Tomas Hertl had a break out year for the San Jose Sharks during 2018 – 2019. This emergence couldn’t have come at a better time for a team looking to stay relevant in today’s NHL.
The San Jose Sharks have quite a few questions to answer during free agency this summer. However finding a number one center shouldn’t be one of them with 2018 – 2019 being the year that Tomas Hertl blossomed into the player Team Teal knew they drafted back in 2012.
Flashback to last summer during free agency the San Jose Sharks were prepared to throw ridiculous amounts of money in return for the services of John Tavares. However their offer got rejected and Tavares ultimately signed with the Toronto Maple Leafs for a monster deal.
This forced General Manager Doug Wilson to rethink his approach to roster construction and eventually deciding to extend their 2012 first round pick Tomas Hertl to a 4 year 5,625,000 AAV . This contract (as well with the one inked by Logan Couture) signaled the Sharks faith in their home grown talent. Team Teal was banking on Tomas Hertl making the necessary steps to justify the commitment to the who’s never recorded more than 50 points.
Despite some of the doubt surrounding the deal Tomas Hertl flourished under the pressure put on him by the Sharks front office and coaching staff. The 24-year-old at the time was entering his 6th year in the league coming off a 46 point season. This matched his career high, but wasn’t the output that the Sharks were wanting from the Czech forward who has shown tremendous upside at times
The talent Tomas Hertl showcased at the beginning of his career started to show up on a nightly basis. The fan favorite exhibited all the tools that make him so dangerous on the ice for the San Jose Sharks. His size and strength made opposing teams lives miserable in all 3 zones. Exhibiting the ability force his way through the neutral and offensive zones shielding the puck from multiple defenders.
People unfamiliar with Hertl’s game get surprised by his smooth skating and soft hands. It’s rare to have skaters with his size as confident as the Czech forward is with his offensive capabilities, but the Sharks seem to have a few of them.
Tomas Hertl made himself known around NHL circles this season with his 74 points, registering 35 goals in 77 games. The 25-year-old soon became the main focus for opponents defenses, but that didn’t do much to slow Hertl down. Since the start of 2019 Tomas Hertl has scored the most goals and is tied for most points during that span.
He also didn’t show any signs of slowing down heading into the Stanley Cup Playoffs. Despite a broken finger Tomas Hertl scored the 2nd most goals for Team Teal throughout their deep run into the postseason with 10.
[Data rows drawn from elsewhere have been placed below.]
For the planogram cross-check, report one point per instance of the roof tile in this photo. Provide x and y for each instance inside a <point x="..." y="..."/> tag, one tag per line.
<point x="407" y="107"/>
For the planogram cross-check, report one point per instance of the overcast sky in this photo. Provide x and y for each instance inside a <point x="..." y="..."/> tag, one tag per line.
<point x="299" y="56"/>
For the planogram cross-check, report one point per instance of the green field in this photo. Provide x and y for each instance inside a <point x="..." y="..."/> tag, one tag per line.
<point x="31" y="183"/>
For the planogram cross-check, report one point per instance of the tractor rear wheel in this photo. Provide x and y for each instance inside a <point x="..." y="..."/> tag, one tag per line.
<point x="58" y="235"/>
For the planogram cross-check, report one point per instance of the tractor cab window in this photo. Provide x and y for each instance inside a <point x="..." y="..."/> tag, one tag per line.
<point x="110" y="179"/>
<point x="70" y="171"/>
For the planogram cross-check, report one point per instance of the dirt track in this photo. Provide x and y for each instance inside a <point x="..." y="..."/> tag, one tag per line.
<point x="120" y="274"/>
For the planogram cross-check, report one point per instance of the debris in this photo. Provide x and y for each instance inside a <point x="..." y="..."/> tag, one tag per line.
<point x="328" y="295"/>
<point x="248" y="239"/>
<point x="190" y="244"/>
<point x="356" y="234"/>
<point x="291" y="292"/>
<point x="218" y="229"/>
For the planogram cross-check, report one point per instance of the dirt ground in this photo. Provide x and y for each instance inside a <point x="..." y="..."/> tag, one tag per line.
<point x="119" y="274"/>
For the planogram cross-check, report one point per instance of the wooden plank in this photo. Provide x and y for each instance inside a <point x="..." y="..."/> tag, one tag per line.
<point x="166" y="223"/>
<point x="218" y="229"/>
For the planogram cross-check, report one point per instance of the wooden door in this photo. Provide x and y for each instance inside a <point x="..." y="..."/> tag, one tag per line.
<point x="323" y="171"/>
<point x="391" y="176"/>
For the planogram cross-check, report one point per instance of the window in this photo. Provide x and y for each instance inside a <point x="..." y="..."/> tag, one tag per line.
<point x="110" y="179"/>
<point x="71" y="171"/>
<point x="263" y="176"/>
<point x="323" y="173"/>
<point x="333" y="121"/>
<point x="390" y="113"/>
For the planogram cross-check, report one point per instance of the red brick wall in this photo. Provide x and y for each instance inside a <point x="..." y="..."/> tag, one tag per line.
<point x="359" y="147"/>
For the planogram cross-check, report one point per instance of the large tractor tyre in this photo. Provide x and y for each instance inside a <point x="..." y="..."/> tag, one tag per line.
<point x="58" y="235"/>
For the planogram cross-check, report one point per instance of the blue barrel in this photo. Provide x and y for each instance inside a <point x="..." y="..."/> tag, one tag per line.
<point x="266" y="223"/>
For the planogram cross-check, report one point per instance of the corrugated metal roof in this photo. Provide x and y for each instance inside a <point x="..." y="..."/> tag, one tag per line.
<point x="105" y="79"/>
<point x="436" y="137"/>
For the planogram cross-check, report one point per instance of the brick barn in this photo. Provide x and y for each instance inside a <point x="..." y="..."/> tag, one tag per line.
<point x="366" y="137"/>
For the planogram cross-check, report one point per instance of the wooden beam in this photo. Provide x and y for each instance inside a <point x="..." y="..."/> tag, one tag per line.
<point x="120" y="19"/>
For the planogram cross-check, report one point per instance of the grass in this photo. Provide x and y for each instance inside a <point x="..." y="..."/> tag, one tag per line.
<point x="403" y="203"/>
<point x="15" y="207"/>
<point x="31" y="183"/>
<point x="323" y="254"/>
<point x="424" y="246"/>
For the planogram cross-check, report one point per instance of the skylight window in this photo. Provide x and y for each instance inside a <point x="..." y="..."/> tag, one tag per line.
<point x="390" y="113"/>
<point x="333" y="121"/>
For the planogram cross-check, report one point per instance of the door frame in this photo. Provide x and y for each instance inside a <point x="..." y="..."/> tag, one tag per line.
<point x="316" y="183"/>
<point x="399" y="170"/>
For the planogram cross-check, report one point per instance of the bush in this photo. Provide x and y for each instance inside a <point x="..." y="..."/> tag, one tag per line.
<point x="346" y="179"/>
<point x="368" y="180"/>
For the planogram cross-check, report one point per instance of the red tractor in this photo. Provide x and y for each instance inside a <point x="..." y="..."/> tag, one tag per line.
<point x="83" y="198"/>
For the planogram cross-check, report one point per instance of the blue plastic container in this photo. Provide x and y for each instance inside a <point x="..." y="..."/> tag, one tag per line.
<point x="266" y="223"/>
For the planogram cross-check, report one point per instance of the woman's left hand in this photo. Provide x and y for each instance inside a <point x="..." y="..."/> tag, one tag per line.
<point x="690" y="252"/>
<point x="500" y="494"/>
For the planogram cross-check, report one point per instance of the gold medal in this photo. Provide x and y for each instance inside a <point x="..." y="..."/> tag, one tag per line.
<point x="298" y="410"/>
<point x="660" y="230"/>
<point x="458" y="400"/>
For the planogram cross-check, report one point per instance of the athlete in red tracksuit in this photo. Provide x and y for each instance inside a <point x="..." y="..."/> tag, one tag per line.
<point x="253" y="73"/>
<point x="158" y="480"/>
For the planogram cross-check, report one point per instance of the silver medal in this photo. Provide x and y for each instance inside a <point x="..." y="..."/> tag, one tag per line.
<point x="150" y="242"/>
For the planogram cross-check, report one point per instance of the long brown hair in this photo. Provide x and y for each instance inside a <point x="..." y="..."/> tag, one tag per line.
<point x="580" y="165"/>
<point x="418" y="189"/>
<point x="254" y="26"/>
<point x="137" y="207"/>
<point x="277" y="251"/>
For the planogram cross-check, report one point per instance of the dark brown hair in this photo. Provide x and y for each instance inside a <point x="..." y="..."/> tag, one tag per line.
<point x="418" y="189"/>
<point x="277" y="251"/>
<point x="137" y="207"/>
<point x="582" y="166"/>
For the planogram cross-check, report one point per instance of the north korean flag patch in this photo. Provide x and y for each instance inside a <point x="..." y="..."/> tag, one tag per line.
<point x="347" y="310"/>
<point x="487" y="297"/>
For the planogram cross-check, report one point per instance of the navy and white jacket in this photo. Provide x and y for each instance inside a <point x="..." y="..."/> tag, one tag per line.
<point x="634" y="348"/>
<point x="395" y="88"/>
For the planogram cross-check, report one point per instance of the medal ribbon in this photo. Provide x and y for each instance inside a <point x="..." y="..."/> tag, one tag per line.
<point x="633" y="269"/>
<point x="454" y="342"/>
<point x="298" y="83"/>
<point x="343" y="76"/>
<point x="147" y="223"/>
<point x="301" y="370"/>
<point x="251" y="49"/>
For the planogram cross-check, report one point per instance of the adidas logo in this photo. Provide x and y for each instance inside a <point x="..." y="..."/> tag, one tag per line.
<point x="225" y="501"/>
Along with Tomas Hertl’s impressive scoring output this season he’s shown continued success in the face-off circle. It appears that Pete DeBoer has given a bulk of the crucial face-offs, wherever that might be on the ice to the exuberant forward.
According to puckbase, Tomas Hertl led all Sharks in face-off attempts per game with 15.4 in all situations. He was also tasked with the most draws in the defensive zone among all Sharks with 4.9. On top of this added pressure Hertl was given the most FO’s shorthanded over the course the regular season with a pace of 1.7 per game. All of this while maintaining a 51.5 F0% percentage over the course of 77 games.
The San Jose Sharks have been patient with Tomas Hertl, believing that the 25-year-old would eventually bloom into that center capable of playing first line minutes in the NHL. Not only has this happened but Hertl has finally started to showcase the propensity he had for scoring in the beginning stages of his career before injuries hindered his progress.
Tavares is an excellent player and would have made the San Jose Sharks exponentially better. But fans of Team Teal should take solace in the fact that they have a dynamic combination of centers that only cost them a combined 13,625,000 AAV for the next 3 seasons, per capfriendly. This gives Doug Wilson much more flexibility when filling out other parts of the roster (like signing Erik Karlsson).
In no way is this an argument stating that the two Sharks centers are better than a single John Tavares, but it’s good to know that the Sharks have both quality and quantity when it comes to arguably the most valuable position on the ice.
Nevertheless with the emergence of Tomas Hertl the Sharks now have a formidable 1 – 2 punch down the middle of their lineup. Pete DeBoer has the luxury of having two centers capable of taking on first line responsibilities, but each bring different skill sets to the table. It’ll be interesting to see how Hertl builds on this career year especially if the Sharks retain the pieces that made them so successful last season.